L’approfondissement de ce retour vers soi, de cette volonté de réconcilier l’art moderne avec la communauté, fut le souci d’artistes de la génération suivante; l’âme populaire qui n’était qu’implicitement et spontanément présente dans l’uvre des pionniers, s’impose aves plus de vigueur comme source privilégiée d’inspiration au point de constituer une véritable tendance: souci d’authenticité, désir de renouer avec la tradition arabo-musulmane, sont les éléments essentiel de cette démarche.
Parmi ces artistes, formés généralement en Europe après la Seconde Guerre Mondiale, Zoubeir Turki évoquera dans un style très personnel l’univers familier et nostalgique de la Médina ; son uvre n’est pas sans rappeler l’humour et l’humanisme profond de Wassiti, maître de l’ancienne Ecole de Bagdad, Jelal Ben Abdallah et Gorgi, après Ali Ben Salem, redécouvriront la miniature; Ali Bellagha se consacrera aux recherches sur la valeur esthétique et décorative de l’objet traditionnel.
Hatem El Mekki qui exposait dès 1934 au Salon Tunisien, marqua très tôt son indépendance par rapport à la tendance générale en choisissant une écriture éclectique et variée, fruit d’une investigation patiente et continue; Amara Debbeche cultivera un beau talent de dessinateur; Hédi Turki quant à lui, dès les années 50 se tournera, vers une expression résolument abstraite.

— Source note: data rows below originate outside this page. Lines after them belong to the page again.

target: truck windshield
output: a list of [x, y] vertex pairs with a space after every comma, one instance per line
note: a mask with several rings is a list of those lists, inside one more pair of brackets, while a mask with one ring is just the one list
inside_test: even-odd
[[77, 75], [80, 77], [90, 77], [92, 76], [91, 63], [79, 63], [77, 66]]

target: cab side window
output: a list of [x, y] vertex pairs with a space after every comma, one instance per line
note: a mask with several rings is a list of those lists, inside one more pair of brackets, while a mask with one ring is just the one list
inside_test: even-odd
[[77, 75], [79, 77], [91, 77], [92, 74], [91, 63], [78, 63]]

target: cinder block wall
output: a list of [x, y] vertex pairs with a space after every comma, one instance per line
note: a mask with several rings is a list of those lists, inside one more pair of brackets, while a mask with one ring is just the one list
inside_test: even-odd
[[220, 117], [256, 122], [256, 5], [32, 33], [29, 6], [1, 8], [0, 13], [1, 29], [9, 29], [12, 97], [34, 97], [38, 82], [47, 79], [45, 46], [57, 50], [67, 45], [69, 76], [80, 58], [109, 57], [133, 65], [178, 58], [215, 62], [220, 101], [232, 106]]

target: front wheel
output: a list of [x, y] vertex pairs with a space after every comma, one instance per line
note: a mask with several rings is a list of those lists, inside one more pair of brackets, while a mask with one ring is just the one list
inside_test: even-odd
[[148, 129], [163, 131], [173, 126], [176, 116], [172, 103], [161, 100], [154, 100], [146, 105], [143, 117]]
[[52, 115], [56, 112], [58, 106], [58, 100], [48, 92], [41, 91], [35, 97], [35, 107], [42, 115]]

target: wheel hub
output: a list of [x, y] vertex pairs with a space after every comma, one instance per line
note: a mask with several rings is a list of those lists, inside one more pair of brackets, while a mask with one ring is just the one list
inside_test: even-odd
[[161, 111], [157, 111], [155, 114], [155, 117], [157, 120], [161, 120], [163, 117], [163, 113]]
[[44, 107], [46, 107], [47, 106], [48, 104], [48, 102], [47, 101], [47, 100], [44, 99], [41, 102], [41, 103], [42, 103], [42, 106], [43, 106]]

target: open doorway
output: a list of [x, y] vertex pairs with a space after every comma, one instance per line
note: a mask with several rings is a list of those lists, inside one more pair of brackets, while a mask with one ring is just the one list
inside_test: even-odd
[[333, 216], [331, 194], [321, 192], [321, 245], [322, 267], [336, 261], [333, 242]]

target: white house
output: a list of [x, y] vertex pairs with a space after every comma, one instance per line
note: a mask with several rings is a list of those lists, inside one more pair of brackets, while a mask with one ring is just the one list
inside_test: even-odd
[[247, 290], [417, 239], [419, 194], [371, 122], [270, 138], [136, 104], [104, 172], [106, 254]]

Ali Louati relève, dans son analyse, que la même recherche de synthèse entre particularisme traditionnel et langage plastique universel figure parmi les préoccupations des artistes de la génération de l’après-Indépendance, mais la recherche, dit-il, se trouve compliquée et enrichie, par d’autres données souvent contradictoires : liberté de création, engagement, se mêlent à la dialectique originelle tradition-modernité, pour donner à la jeune peinture une physionomie changeante qui n’est pas sans traduire à travers sa fécondité, une vision indécise, une conscience culturelle tiraillée. L’absence de tout effort de théorisation, de tout choix nettement exprimé est néanmoins compensée par une diversité d’expression, une floraison de styles se réclamant plus ou moins de tous les courants artistiques : Lyrisme de la touche et de la couleur (Sehili), rigueur géométrique (Soufi), abstraction ( Chebil, Chakroun, Aloulou, Azzabi), symbolisme (Lakhdar, Ben Amor), Réalisme social (Gmach), voilà quelques uns des aspects qu’offre cette jeune peinture en constante mutation. Cependant, ajoute Ali Louati, l’on remarque depuis quelques années(références aux années 60 et70), l’ébauche d’une tendance se fondant sur la récupération des symboles essentiels du patrimoine (arabesques, calligraphies) et bien qu’elle n’ait pas encore reçu une formulation théorique, cette démarche n’en veut pas moins être une réponse consciente et originale à la problématique d’un art arabe moderne voulant garder des attaches solides avec sa tradition historique; l’œuvre de Belkhoja , Mahdaoui illustre cette démarche.